TIROLER TAGESZEITUNG „Leitartikel“ vom 22. April 2020 von Michael Sprenger „Wenn’s Mailüfterl weht“

Innsbruck (OTS) Der Mai des Jahres 2020 könnte uns jene Hoffnung bescheren, die nötig ist, um die schmerzhaften Herausforderungen der Zukunft zu meistern. Die Normalität ist noch weit entfernt. Doch der Weg ist wieder sichtbar geworden.

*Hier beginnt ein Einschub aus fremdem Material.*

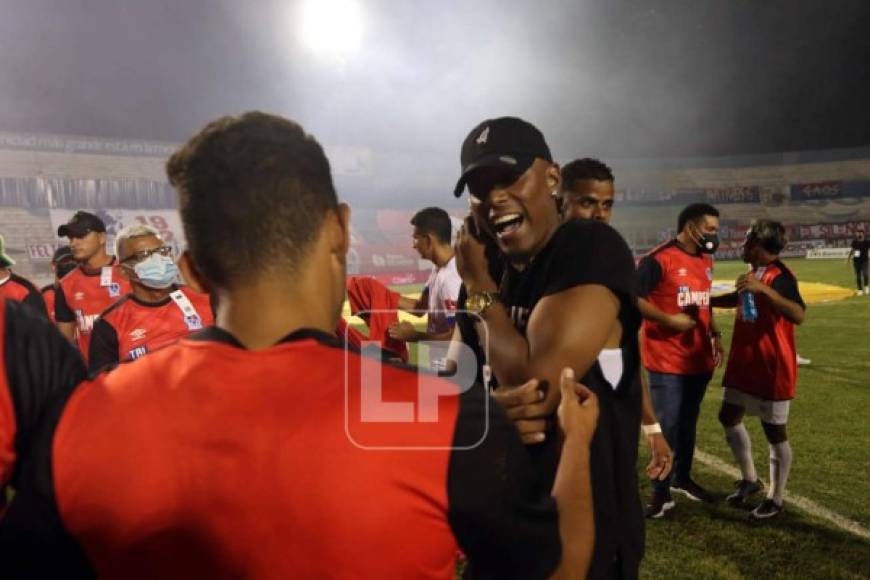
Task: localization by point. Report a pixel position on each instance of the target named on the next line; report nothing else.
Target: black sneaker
(766, 509)
(693, 491)
(660, 503)
(745, 489)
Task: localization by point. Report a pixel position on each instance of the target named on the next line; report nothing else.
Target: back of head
(586, 168)
(434, 221)
(694, 212)
(253, 193)
(770, 235)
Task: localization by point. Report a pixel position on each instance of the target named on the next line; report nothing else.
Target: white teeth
(505, 218)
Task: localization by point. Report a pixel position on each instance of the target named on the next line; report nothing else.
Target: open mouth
(506, 224)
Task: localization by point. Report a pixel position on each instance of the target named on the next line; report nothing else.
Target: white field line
(803, 503)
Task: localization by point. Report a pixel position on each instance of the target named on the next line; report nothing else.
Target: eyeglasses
(145, 254)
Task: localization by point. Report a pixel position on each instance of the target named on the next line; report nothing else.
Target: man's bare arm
(566, 329)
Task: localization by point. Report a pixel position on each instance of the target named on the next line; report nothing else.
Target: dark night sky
(615, 78)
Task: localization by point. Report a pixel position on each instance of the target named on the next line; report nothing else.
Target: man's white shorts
(771, 412)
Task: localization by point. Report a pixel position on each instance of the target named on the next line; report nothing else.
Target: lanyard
(191, 316)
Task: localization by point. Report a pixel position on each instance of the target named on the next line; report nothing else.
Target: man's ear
(554, 177)
(191, 274)
(339, 236)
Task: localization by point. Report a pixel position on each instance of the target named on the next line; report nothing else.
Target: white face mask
(156, 271)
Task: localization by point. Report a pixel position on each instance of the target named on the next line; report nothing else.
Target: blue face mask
(156, 271)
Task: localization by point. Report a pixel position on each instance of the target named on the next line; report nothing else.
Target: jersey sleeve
(493, 501)
(103, 351)
(786, 286)
(591, 252)
(62, 311)
(649, 274)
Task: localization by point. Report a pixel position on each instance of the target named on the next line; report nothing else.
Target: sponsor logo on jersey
(688, 297)
(85, 322)
(193, 322)
(137, 352)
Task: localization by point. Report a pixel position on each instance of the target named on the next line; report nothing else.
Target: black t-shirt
(40, 364)
(589, 252)
(863, 249)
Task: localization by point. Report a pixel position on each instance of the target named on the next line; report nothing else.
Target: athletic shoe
(660, 503)
(693, 491)
(766, 509)
(744, 490)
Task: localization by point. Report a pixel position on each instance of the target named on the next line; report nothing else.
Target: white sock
(780, 465)
(741, 446)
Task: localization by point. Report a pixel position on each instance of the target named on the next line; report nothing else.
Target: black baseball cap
(80, 225)
(62, 253)
(503, 142)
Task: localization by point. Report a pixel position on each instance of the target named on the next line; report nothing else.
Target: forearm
(572, 491)
(651, 313)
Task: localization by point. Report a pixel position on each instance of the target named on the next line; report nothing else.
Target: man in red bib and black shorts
(762, 372)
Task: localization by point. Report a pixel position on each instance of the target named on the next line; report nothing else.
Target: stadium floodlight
(331, 27)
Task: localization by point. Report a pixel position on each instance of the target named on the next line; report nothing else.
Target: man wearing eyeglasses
(92, 287)
(157, 311)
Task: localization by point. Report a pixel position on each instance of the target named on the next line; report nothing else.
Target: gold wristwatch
(478, 302)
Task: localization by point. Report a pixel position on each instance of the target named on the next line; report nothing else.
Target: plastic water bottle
(748, 310)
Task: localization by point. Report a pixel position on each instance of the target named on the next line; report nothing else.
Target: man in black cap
(62, 263)
(92, 287)
(567, 299)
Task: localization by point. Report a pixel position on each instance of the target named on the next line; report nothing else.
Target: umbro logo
(483, 137)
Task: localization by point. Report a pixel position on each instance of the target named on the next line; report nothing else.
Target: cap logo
(483, 137)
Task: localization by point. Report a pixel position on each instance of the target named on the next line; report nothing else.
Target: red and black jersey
(48, 295)
(22, 290)
(674, 281)
(206, 460)
(36, 363)
(131, 328)
(763, 359)
(84, 294)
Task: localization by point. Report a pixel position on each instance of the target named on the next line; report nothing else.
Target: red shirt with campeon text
(674, 281)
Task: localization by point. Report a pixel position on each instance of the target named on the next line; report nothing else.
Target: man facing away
(250, 449)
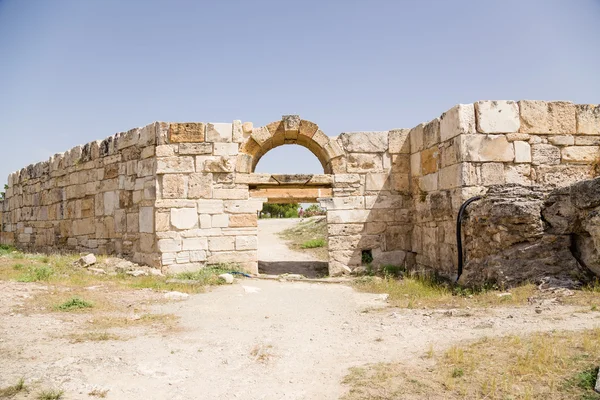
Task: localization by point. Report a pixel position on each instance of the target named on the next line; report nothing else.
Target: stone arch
(291, 130)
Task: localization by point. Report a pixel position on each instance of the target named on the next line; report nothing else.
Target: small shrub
(11, 391)
(75, 303)
(313, 244)
(52, 394)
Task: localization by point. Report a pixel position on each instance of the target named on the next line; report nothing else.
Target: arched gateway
(183, 195)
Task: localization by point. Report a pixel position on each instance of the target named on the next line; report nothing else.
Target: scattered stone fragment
(227, 278)
(87, 260)
(176, 296)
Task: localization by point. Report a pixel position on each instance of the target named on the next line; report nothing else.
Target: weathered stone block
(588, 119)
(545, 154)
(430, 160)
(186, 132)
(184, 218)
(581, 154)
(365, 142)
(522, 152)
(210, 206)
(458, 120)
(200, 186)
(497, 116)
(219, 132)
(547, 117)
(223, 243)
(487, 148)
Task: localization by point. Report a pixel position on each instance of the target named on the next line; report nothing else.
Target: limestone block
(174, 165)
(561, 175)
(194, 244)
(261, 135)
(415, 164)
(210, 206)
(487, 148)
(497, 116)
(223, 243)
(431, 133)
(230, 194)
(360, 162)
(197, 256)
(174, 186)
(511, 137)
(163, 221)
(238, 133)
(522, 152)
(347, 216)
(343, 203)
(219, 165)
(320, 138)
(189, 132)
(219, 132)
(111, 202)
(169, 245)
(167, 150)
(545, 154)
(365, 142)
(588, 119)
(492, 174)
(519, 174)
(184, 218)
(460, 119)
(246, 243)
(587, 140)
(195, 149)
(243, 206)
(581, 154)
(429, 160)
(429, 183)
(562, 140)
(200, 186)
(226, 149)
(377, 182)
(220, 221)
(542, 117)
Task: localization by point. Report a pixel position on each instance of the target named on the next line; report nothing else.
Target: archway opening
(292, 227)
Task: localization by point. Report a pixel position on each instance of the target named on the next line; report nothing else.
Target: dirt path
(276, 258)
(254, 339)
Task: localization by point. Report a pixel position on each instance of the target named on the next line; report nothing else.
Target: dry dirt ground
(255, 339)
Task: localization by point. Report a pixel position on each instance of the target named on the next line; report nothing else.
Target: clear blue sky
(73, 71)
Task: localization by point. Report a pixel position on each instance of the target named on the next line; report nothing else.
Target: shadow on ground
(310, 269)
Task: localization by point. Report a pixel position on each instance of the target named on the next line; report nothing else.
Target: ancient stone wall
(93, 198)
(184, 195)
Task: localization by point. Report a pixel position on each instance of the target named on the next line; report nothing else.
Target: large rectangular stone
(459, 120)
(487, 148)
(497, 116)
(588, 119)
(543, 117)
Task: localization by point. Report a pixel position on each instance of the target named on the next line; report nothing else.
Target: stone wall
(184, 195)
(97, 198)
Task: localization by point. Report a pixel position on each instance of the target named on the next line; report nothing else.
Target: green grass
(75, 303)
(11, 391)
(52, 394)
(36, 273)
(313, 244)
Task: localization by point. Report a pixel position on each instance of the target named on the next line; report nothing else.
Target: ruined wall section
(370, 210)
(96, 198)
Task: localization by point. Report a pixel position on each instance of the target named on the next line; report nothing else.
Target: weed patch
(75, 303)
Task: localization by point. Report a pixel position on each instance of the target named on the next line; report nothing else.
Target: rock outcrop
(520, 233)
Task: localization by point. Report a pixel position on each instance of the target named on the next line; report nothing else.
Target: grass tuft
(75, 303)
(52, 394)
(11, 391)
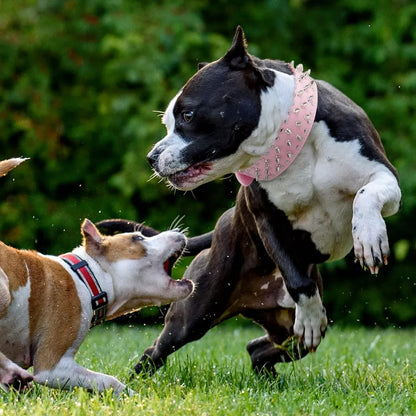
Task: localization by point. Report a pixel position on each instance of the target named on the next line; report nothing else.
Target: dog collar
(292, 135)
(99, 299)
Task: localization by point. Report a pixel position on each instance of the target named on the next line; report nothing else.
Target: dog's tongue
(166, 266)
(244, 179)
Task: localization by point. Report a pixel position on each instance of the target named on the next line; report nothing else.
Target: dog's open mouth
(170, 262)
(190, 174)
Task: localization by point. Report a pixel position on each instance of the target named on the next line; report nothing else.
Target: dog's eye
(187, 116)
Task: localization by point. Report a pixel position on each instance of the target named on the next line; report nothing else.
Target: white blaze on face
(171, 146)
(138, 272)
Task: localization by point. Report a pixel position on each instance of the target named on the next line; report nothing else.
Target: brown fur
(48, 281)
(122, 247)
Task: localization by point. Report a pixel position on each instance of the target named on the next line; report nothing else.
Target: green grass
(354, 372)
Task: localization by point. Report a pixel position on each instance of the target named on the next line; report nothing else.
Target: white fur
(17, 329)
(129, 284)
(276, 103)
(310, 320)
(319, 193)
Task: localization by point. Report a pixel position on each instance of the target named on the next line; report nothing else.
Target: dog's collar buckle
(99, 299)
(292, 134)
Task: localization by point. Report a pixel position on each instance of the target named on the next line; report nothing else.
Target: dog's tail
(7, 165)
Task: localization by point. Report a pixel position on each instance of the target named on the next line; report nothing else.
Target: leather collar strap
(99, 300)
(292, 134)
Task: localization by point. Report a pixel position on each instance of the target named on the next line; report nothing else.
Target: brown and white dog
(48, 303)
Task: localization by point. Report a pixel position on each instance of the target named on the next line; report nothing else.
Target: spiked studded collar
(99, 299)
(292, 135)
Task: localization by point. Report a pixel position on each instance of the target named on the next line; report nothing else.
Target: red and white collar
(99, 299)
(292, 135)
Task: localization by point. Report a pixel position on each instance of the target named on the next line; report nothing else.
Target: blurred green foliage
(82, 84)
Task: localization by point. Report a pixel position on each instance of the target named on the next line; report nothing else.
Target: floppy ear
(92, 239)
(201, 65)
(237, 57)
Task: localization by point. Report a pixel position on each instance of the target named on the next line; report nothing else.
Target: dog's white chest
(317, 191)
(14, 328)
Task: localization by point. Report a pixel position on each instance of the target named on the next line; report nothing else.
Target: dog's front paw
(310, 321)
(15, 378)
(371, 244)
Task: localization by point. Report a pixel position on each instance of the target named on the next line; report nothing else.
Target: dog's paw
(371, 244)
(310, 321)
(16, 378)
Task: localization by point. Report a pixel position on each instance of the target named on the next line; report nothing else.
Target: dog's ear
(237, 58)
(92, 239)
(201, 65)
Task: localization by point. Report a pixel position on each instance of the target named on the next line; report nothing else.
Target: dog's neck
(292, 135)
(95, 278)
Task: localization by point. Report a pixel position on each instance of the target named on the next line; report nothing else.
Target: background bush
(81, 84)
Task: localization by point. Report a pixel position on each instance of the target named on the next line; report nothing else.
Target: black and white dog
(321, 187)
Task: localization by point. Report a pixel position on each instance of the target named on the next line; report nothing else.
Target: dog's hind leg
(11, 375)
(67, 374)
(279, 344)
(187, 320)
(5, 298)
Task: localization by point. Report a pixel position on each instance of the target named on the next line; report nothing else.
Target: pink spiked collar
(292, 134)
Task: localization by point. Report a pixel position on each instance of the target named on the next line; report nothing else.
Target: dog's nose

Von Normalität brauchen wir nicht zu sprechen – auch nicht von einer neuen. Denn die so oft von des Kanzlers Stimme wiederholte „neue Normalität“ soll uns nicht zufrieden machen, sondern darüber hinwegtäuschen, dass die selbstverständlichen Freiheiten der Vergangenheit noch lange nicht zurückkehren werden. Normalität, so wissen wir aus der Soziologie, bezeichnet das Selbstverständliche in der Gesellschaft, welches eben nicht beschlossen, erklärt und auch nicht bewilligt werden muss.
Trotzdem wird der Mai 2020 uns allen wohl in Erinnerung bleiben als ein Monat der Hoffnung. Wollen wir daran glauben, dass sich mit dem Mailüfterl der massiv eingeschränkte Alltag ein wenig erträglicher gestalten lässt. Nach den Wochen der rigorosen Ausgangsbeschränkungen und der geschlossenen Schulen, Geschäfte und Gaststätten soll es wieder mehr Bewegungsfreiheit und unmittelbare Kontaktaufnahme geben.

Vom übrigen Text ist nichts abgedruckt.